Re: Reply: Reply: Any best practice for hardware configuration forthemasterserver in standalone cluster mode?

Previous Topic Next Topic
 
classic Classic list List threaded Threaded
3 messages Options
Reply | Threaded
Open this post in threaded view
|

Re: Reply: Reply: Any best practice for hardware configuration forthemasterserver in standalone cluster mode?

XiaoboGu
0.8.1 of Spark is released now , do you mean we can share cached RDDs using this version now?


------------------ Original ------------------
From:  "Sriram Ramachandrasekaran"<[hidden email]>;
Date:  Jan 2, 2014
To:  "user"<[hidden email]>;
Subject:  Re: Reply: Reply: Any best practice for hardware configuration forthemasterserver in standalone cluster mode?

Yes the driver would run on the machine from which you launch your spark job. As for sharing cached RDDs, I don't think it's possible up until 0.8.1. The RDDs are not available across spark contexts, if my understanding is right.

If you still want to share RDDs, then you might have write a single service that maintains the cached RDD and the various other apps that want to access that RDD talk to that service. If I understand right, Shark handles SQL queries like this.


On Tue, Dec 31, 2013 at 7:46 PM, guxiaobo1982 <[hidden email]> wrote:
We have different developers sharing a Spark cluster, and we don't let developers touch the master server. Each of the developers will commit their application from their desktop, then does each driver run on their desktops?
Buy the way, can developers share cached RDDs.


------------------ Original ------------------
Sender: "Mayur Rustagi"<[hidden email]>;
Send time: Tuesday, Dec 31, 2013 10:11 PM
To: "user"<[hidden email]>;
Subject: Re: Reply: Any best practice for hardware configuration for themasterserver in standalone cluster mode?
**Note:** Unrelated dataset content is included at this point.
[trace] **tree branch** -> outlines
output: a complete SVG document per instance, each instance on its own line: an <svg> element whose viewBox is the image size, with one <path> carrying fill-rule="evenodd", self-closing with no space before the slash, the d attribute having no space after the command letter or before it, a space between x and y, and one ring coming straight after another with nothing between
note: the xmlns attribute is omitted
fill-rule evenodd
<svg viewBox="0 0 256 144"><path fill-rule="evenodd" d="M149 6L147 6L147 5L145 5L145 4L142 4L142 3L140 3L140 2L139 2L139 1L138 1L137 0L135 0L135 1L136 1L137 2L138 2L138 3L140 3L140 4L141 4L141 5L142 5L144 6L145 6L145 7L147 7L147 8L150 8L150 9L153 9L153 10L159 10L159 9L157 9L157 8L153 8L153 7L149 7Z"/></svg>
Driver is the process that manages the execution across the cluster. So say your application is a "sql query" then the system spawns a shark-cli-driver that uses spark framework, hdfs etc to execute the query and deliver result. All this happens automatically so you dont need to worry about it as a user of spark/shark framework. Just go for a bigger machine with a master.




On Tue, Dec 31, 2013 at 7:01 PM, guxiaobo1982 <[hidden email]> wrote:
Thanks for your reply, I am new hand at Spark, does driver mean the server where user applications are commit?



------------------ Original ------------------
Sender: "Mayur Rustagi"<[hidden email]>;
Send time: Tuesday, Dec 31, 2013 9:55 PM
To: "user"<[hidden email]>;
Subject: Re: Any best practice for hardware configuration for the masterserver in standalone cluster mode?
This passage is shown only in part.